«Ian contava com isso. Contava aumentar ainda mais a dívida que Morvan Fitzwaryn tinha para consigo. Apesar de certas tensões antigas entre eles, Ian respeitava Morvan e estava disposto a lutar esta guerra segundo os termos peculiares deste, sabendo que Morvan o recompensaria generosamente. Pagamento avultado, no mínimo, mas Ian almejava mais. Uma vez recuperada Harclow, uma vez resgatadas as terras ancestrais arrancadas das suas mãos enquanto rapaz, Morvan regressaria às propriedades da Bretanha e à sua família, que se encontrava lá. Assim, Harclow necessitaria de um senescal para a gerir e proteger.
Ian
planeava ser esse homem. Não era o mesmo que tratar das suas próprias terras,
claro. Mas era de longe melhor do que a vida de flibusteiro, de ratazana de
acampamento, que o destino lhe reservara durante os últimos quatro anos. Uma
sombra moveu-se perto de um dos acampamentos. A luz das fogueiras captou os
reflexos prateados do cabelo de Melissa enquanto ela corria, célere, de tenda
em tenda. Deteve-se na que ficava mais perto do caminho que conduzia à estrada
a norte. Anda, pequenina. Incitou Ian silenciosamente. Não percas a coragem
agora. Mostra de que és feita. Ela deu mais alguns passos rápidos, afastando-se
da colina, e ele praguejou entredentes. Mas ela deteve-se abruptamente, ficou
parada por um segundo, e depois, resoluta, deu meia-volta e encaminhou-se para
a torre. Ian lançou-se no seu encalço.
Reyna
abriu caminho através dos arbustos e encontrou a entrada da poterna. Ficou de
olhos fixos na fenda escura. Alice não estava ali para a ajudar desta vez. Cento
e quarenta metros de sepulcro subterrâneo aguardavam-na. Quinhentos passos de
escuridão absoluta e pedra asfixiante. O velho pânico de infância tentou
apoderar-se dela, e ela combateu-o desesperadamente. Regressar nunca estivera
nos seus planos. A esta hora, contava ter já roubado um cavalo e encontrar-se
na estrada noroeste. De manhã, deveria estar nos braços de sua mãe, a planear a
viagem para Edimburgo.
A
entrada chamava-a como uma boca aberta à espera de a engolir. Era só escuridão.

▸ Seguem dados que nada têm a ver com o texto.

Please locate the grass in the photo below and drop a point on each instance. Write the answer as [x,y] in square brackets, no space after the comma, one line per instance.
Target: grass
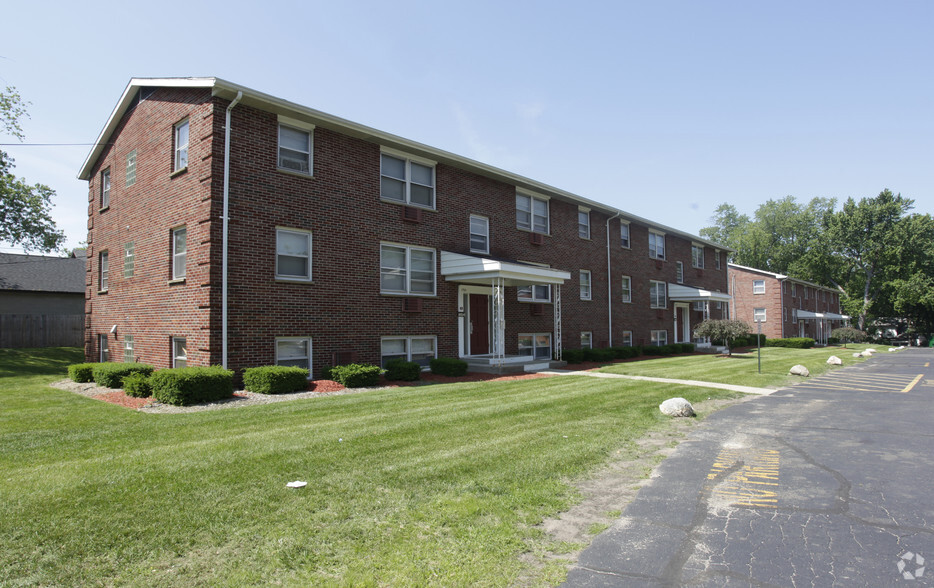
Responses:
[742,368]
[436,485]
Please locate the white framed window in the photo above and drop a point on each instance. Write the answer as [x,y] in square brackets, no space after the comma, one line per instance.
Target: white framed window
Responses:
[656,245]
[419,349]
[697,256]
[407,180]
[532,213]
[407,270]
[293,255]
[179,252]
[296,147]
[294,352]
[537,345]
[624,234]
[179,352]
[105,188]
[583,223]
[586,340]
[103,271]
[131,168]
[585,285]
[658,294]
[181,146]
[535,293]
[479,234]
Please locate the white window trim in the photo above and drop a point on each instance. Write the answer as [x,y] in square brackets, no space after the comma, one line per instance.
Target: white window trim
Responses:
[288,277]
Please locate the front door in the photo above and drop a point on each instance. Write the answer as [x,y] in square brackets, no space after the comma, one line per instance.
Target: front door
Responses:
[479,324]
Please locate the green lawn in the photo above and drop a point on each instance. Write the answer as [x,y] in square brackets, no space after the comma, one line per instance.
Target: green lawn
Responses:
[742,368]
[435,485]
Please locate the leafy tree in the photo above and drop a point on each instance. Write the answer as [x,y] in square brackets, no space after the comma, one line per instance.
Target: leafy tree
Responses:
[25,211]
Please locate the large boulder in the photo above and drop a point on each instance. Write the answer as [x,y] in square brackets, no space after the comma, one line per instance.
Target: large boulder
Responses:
[676,407]
[799,370]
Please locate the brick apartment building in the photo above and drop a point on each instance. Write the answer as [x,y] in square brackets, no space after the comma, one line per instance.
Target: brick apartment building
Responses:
[227,226]
[787,307]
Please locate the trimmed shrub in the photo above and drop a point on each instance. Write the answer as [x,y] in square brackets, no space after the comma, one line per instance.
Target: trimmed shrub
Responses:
[111,375]
[275,379]
[356,375]
[406,371]
[448,366]
[791,342]
[137,385]
[81,372]
[192,385]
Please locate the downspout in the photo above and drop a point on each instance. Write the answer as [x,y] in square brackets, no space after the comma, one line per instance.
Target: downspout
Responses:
[609,281]
[226,228]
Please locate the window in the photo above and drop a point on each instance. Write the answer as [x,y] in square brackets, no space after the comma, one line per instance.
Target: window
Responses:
[585,284]
[537,345]
[586,340]
[407,270]
[407,181]
[128,260]
[658,295]
[295,149]
[179,352]
[179,252]
[627,338]
[626,288]
[181,146]
[532,213]
[535,293]
[583,223]
[103,281]
[294,352]
[656,245]
[624,234]
[131,168]
[293,255]
[479,234]
[105,188]
[420,350]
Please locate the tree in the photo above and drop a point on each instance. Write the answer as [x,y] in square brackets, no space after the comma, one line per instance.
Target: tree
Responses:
[25,211]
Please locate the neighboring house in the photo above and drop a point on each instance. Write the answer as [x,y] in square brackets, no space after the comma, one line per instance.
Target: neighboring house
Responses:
[786,307]
[346,243]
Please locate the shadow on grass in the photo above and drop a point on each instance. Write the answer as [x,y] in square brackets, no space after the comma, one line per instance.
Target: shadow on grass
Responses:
[48,361]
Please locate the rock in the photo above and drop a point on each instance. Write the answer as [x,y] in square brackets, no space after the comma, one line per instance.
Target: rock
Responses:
[799,370]
[676,407]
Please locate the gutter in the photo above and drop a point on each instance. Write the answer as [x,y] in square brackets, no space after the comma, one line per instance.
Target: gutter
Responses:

Não havia nada a temer. Chamando a si cada pedacinho de coragem, deu um passo
em frente. O seu coração não tardou a retumbar com uma batida lenta e horrível.
Correr faria tudo passar mais depressa, mas ela não conseguia incitar as pernas
a mais do que um avanço trôpego e hesitante. Tateando a parede, combateu as
velhas memórias que a incitavam à histeria. Terror. Frio. Solidão desoladora.

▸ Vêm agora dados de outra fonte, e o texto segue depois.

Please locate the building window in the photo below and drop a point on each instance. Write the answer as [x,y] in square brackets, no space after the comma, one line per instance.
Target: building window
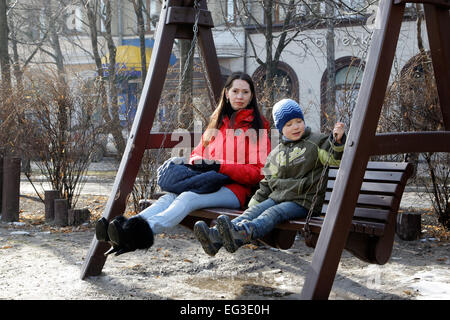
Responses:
[349,71]
[285,82]
[230,12]
[151,15]
[74,21]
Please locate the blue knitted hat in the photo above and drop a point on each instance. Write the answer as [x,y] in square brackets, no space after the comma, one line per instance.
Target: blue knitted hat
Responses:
[284,111]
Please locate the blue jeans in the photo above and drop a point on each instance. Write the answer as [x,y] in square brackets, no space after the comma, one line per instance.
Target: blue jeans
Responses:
[172,208]
[267,214]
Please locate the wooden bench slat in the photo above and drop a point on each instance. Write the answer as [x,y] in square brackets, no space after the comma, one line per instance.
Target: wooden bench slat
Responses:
[374,176]
[372,187]
[370,200]
[387,166]
[366,213]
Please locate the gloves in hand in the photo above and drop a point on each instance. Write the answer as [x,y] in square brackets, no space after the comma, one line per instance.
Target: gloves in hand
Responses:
[204,167]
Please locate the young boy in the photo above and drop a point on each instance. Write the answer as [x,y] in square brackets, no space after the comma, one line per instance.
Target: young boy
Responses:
[291,174]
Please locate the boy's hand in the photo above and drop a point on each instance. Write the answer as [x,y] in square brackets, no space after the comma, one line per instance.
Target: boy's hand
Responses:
[338,131]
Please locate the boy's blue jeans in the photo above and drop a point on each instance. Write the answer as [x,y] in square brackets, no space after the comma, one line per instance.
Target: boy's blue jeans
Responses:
[267,214]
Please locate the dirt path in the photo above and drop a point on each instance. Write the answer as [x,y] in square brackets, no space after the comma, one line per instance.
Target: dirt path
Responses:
[41,262]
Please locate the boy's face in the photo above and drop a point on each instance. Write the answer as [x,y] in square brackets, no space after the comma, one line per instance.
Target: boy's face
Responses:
[294,129]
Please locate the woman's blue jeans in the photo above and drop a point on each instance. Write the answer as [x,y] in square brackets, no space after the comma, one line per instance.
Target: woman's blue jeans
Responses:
[172,208]
[267,214]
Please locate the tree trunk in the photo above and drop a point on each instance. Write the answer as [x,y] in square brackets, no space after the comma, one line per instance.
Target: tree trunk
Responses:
[4,55]
[116,129]
[409,225]
[331,65]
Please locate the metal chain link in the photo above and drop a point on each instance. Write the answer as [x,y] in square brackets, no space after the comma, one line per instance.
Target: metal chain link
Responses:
[193,42]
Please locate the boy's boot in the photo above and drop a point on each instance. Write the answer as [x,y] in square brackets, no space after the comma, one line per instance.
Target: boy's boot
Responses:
[234,236]
[209,238]
[129,234]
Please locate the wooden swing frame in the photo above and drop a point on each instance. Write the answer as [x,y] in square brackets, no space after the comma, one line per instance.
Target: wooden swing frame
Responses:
[176,21]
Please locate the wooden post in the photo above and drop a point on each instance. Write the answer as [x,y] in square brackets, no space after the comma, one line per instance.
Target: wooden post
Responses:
[11,189]
[338,218]
[176,21]
[61,212]
[78,216]
[49,204]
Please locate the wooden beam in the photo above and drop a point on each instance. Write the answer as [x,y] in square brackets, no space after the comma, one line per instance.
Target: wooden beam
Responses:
[438,28]
[440,3]
[136,145]
[338,218]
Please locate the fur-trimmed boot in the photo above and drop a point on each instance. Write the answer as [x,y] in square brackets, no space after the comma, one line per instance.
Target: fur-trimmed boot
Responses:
[129,234]
[101,230]
[234,236]
[209,238]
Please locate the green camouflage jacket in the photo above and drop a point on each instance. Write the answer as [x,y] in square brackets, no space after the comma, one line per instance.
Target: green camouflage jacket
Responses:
[292,170]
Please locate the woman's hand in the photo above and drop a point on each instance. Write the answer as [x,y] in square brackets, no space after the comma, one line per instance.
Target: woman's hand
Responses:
[204,166]
[338,132]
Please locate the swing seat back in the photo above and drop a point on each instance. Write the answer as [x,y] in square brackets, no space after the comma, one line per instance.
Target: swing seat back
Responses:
[371,234]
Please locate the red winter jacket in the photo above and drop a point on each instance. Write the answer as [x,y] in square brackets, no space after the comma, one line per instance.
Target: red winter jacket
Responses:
[241,154]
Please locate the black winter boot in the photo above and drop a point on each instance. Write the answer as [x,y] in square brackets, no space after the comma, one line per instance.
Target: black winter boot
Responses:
[101,230]
[234,236]
[130,234]
[209,237]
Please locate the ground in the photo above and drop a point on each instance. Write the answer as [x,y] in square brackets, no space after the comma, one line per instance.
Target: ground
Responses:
[39,261]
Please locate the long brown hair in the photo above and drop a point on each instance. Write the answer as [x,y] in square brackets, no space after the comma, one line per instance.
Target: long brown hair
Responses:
[224,107]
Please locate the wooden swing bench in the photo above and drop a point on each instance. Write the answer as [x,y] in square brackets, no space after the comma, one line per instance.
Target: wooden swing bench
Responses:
[372,231]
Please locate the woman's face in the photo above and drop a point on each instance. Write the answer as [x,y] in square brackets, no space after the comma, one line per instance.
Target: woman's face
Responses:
[239,94]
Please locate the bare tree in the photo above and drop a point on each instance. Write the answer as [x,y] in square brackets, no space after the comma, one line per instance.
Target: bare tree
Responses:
[4,54]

Garras invisíveis que se aproximavam para a agarrar. Mas, depois, graças a
Deus, outra memória. Uma luz acolhedora e um rosto bondoso e uma mão que se
oferecia a ela através da escuridão. Anda comigo, criança. Ficarás em segurança
e nunca mais sentirás um medo assim. Ela focou-se na imagem daquela mão, e na
atenção e segurança e amor que lhe oferecia. Caminhou um bocadinho mais rápido,
imersa nela.
De
repente, as mãos espectrais agarraram nela. Ela gritou e o som ressoou nas
paredes de pedra, encerrando-a no seu eco. Desatou aos socos e pontapés até uns
braços fortes a prenderam contra um corpo alto e uma respiração cálida se
espalhar pelo seu rosto. Atordoada, emergiu do pesadelo e deu por si rodeada
pela força e pelo cheiro de Ian de Guilford. – Calma, quieta. Sossegou-a como se sossega um
cavalo. Num momento de desorientação, ela quase se deixou cair contra ele,
grata e aliviada. Depois as memórias desvaneceram-se completamente e ela
compreendeu o significado da sua presença. Voltou a debater-se. Não me façais
ter de vos magoar, Melissa. disse ele, arrastando-a de volta à entrada.

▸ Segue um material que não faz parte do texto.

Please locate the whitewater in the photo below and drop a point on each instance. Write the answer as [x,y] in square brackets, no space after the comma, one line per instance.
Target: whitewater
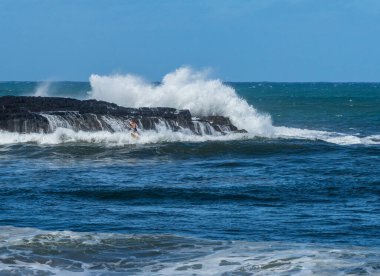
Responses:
[185,88]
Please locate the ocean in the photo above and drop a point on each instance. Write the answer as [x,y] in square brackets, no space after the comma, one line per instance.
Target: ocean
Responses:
[299,194]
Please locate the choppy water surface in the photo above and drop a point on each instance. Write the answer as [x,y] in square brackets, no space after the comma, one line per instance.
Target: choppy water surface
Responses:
[303,199]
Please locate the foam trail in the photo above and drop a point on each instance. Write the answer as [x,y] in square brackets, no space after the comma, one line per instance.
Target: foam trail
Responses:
[186,88]
[183,89]
[42,89]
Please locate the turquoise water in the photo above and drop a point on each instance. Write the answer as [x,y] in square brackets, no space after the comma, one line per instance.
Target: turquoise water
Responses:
[306,202]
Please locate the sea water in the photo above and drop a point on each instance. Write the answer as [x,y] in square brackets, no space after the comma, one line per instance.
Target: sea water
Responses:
[298,194]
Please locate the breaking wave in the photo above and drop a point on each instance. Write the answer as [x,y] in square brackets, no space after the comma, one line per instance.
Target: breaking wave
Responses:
[29,251]
[183,89]
[65,135]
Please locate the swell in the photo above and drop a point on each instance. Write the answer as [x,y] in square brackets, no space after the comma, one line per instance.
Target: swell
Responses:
[276,194]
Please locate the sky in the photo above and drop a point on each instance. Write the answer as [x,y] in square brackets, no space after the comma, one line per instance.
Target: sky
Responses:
[237,40]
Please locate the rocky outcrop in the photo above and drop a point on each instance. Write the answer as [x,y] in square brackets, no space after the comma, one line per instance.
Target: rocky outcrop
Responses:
[45,114]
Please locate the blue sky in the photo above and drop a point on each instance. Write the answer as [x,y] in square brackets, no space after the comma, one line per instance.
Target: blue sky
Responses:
[257,40]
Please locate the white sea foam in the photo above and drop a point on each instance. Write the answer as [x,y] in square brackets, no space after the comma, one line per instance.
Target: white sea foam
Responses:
[64,135]
[183,89]
[34,252]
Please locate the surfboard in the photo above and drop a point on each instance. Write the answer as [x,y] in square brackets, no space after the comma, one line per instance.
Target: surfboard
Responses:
[135,135]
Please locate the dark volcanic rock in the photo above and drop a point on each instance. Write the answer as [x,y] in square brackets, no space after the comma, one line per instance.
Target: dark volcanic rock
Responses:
[45,114]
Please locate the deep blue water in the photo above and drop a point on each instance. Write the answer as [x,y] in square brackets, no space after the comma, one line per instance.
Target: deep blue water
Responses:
[285,193]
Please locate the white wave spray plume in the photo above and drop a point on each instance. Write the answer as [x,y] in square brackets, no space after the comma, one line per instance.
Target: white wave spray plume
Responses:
[184,88]
[42,89]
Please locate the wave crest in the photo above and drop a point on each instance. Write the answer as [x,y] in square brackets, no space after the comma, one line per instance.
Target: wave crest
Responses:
[184,88]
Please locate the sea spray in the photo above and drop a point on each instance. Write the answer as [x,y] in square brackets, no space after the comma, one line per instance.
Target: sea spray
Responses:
[184,88]
[42,90]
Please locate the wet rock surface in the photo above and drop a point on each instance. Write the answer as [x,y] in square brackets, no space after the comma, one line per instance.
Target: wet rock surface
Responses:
[44,114]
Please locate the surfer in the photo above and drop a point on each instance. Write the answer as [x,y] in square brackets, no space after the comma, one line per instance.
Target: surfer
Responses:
[133,127]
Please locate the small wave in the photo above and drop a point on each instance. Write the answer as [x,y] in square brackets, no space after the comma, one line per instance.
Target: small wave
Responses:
[33,251]
[67,136]
[64,135]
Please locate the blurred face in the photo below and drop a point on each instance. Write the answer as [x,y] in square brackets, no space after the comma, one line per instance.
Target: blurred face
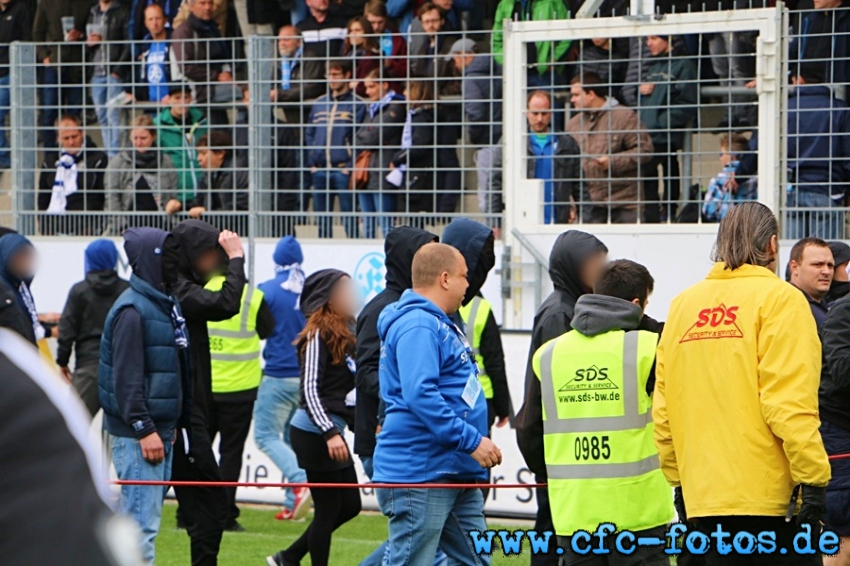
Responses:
[591,269]
[378,23]
[374,90]
[202,9]
[287,41]
[813,275]
[539,114]
[70,137]
[154,20]
[210,159]
[342,300]
[142,139]
[657,45]
[432,22]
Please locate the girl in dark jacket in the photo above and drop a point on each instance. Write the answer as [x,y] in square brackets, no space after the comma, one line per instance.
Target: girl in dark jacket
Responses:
[326,349]
[418,153]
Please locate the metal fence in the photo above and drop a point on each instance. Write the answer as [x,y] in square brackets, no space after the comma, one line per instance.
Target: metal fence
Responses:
[334,136]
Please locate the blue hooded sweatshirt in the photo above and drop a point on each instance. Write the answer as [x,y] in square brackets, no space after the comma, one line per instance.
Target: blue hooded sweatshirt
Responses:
[279,353]
[429,431]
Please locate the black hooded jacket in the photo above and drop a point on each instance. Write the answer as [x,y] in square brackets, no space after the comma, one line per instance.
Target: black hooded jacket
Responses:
[81,325]
[571,250]
[401,245]
[201,306]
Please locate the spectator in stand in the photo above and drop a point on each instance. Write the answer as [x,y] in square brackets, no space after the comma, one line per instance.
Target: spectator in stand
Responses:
[157,57]
[328,138]
[83,317]
[141,179]
[614,144]
[482,104]
[552,158]
[205,59]
[824,39]
[362,47]
[179,127]
[109,53]
[416,161]
[380,135]
[59,24]
[323,30]
[223,186]
[278,395]
[667,106]
[392,44]
[544,57]
[15,18]
[71,180]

Segurando nela, enfiou a cabeça na abertura e assobiou. Seu canalha. Seu filho
duma égua, sibilou ela. Como sabíeis?
A
povoação chegou a acordo comigo há muito tempo. E vós passais por mulher de um
artesão tão bem quanto passais por cortesã. Os braços dele ainda a envolviam
por trás. Não vos sintais mal nem vos culpeis. É melhor assim para os que estão
lá dentro. Ela duvidava seriamente disso. Invadiu-a uma culpa horrível. Em vez
de os salvar, tinha apressado o seu sofrimento. Desejou ter ali o punhal. Desta
vez não haveria hesitação. Um punhado de sombras impedia que a luz débil atravessasse
a entrada. Raios me partam. Tínheis razão, disse uma voz mais velha.
Ian
encostou-a à parede de pedra, mantendo uma mão firme nos seus ombros. Acabou.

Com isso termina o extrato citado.